You may also want to blame your technology for our obsession with the past. With our ipods and smart phones we can carry the 60’s and 70’s with us wherever we go and we can drown out the noise of Lady Gaga whenever we want. Or I can listen to the Black Keys and see their connection to the Stones and Led Zeppelin and the Clash. I can enjoy the music that U2 is still making. Or I can listen to Fleet Foxes or Mumford and Sons and a dozen other nouveau folk bands and hear the echoes of the Beach Boys, CSN, the Byrds, and even a little Nirvana.

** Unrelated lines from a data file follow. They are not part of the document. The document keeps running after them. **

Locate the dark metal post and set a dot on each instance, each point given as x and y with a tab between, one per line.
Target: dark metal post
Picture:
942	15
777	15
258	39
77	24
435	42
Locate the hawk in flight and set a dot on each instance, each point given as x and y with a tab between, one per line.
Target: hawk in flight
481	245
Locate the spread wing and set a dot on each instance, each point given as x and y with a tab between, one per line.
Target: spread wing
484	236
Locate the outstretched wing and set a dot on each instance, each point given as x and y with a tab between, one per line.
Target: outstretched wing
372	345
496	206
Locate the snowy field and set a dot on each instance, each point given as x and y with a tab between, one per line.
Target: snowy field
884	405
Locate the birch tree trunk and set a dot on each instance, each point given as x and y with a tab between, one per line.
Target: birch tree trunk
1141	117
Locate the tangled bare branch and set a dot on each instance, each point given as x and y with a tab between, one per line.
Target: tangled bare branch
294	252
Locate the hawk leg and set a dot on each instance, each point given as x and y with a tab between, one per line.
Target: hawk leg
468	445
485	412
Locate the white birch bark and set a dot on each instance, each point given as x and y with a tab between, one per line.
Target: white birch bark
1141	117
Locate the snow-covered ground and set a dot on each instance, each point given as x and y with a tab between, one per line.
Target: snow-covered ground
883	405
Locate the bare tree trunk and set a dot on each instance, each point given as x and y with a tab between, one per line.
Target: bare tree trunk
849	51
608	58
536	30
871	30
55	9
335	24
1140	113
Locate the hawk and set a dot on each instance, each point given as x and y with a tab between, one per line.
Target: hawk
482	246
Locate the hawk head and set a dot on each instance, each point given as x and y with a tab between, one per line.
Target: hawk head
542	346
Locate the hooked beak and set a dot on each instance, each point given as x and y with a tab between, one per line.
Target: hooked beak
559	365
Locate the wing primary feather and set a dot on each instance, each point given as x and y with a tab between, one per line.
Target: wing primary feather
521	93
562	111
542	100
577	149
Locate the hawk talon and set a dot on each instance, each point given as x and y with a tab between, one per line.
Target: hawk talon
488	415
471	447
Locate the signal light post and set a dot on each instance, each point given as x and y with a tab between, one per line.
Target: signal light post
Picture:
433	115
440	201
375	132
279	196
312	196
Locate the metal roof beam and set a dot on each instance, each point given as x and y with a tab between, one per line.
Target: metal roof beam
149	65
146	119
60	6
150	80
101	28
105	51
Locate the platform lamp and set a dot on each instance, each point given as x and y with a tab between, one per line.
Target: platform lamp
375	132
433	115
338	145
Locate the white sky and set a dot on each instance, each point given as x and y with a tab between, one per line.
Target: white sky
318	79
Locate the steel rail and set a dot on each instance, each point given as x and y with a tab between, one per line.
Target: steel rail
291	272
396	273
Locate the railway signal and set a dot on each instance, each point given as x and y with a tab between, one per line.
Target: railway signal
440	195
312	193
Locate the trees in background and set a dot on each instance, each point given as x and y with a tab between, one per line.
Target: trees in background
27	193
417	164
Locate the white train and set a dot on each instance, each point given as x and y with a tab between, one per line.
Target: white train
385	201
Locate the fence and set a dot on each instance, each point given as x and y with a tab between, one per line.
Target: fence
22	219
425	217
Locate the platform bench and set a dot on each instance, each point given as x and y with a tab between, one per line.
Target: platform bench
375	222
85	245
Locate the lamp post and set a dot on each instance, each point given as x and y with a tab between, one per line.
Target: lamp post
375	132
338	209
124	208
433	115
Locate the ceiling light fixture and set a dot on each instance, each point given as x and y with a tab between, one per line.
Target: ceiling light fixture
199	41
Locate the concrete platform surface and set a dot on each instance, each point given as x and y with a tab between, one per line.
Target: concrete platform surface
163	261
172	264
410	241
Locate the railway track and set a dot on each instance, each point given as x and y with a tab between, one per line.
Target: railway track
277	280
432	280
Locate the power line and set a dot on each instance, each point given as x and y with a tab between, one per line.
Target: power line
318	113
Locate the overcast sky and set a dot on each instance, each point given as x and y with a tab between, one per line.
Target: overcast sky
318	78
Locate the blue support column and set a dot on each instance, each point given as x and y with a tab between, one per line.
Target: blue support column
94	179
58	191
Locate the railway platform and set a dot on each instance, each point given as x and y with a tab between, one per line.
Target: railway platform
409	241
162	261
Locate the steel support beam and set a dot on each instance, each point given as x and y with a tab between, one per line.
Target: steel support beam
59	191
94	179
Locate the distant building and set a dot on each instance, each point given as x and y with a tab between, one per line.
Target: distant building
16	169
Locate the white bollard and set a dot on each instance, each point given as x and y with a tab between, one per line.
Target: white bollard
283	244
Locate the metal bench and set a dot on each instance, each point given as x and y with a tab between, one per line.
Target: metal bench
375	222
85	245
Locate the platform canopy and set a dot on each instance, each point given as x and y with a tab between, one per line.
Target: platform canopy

So Rachel, you shouldn’t worry about our obsession with the music of our youth. Some of us are more obsessed than others. For some of us it is purely nostalgia. But some of it is still sublime and carries with it great truth and beauty (real or imagined). And some of us recognize that music didn’t stop being created in 1970 or 1980, whether by boomers, pre-boomers, or post-boomers. And there are some, like your editor, who just aren’t that interested or appear to have grown up under a rock (but they’ll probably remember an old song within 15 seconds when it comes on the radio).